Buchwald likens surviving hospice to booking a seat on a plane, having the flight canceled, and ending up on standby indefinitely.

It was Buchwald's internist's inaccurate prediction that he had just weeks to live that got him into hospice.

Such errors are very common, according to Dr. Nicholas Christakis, a sociologist and internist at Harvard Medical School who has studied doctors' prognoses for hundreds of terminally ill patients. In four out of five cases, Christakis and co-researcher Elizabeth Lamont found, doctors' estimates of how long a patient would live were wide of the mark by at least a third.
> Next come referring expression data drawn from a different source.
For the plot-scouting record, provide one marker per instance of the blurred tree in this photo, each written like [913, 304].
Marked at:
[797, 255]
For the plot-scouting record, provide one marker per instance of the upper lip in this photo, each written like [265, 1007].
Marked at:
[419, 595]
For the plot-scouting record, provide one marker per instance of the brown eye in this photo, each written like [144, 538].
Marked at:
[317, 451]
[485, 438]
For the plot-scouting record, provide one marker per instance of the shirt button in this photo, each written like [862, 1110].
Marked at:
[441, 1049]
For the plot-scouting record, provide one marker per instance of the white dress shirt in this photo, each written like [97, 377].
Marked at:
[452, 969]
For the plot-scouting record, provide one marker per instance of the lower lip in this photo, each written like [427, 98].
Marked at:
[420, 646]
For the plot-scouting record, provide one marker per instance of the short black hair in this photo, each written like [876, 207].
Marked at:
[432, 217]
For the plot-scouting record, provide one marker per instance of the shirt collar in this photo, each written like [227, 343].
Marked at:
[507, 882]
Today nearly half of hospice patients are in for heart, lung, kidney or liver failure, or forms of dementia. For all of these, "the line toward death is like a roller coaster," said Mark Cohen, vice president of communications for VITAS Innovative Hospice Care, a Miami-based for-profit system.

Accurate prognoses matter because in order to gain in-home hospice services or admission to a hospice under Medicare and Medicaid rules, both the patient's and the hospice's doctor must agree that the patient won't survive six months. In actuality, about two-thirds of the roughly 1.2 million patients who enter hospices annually die within 30 days, according to the National Center for Health Statistics.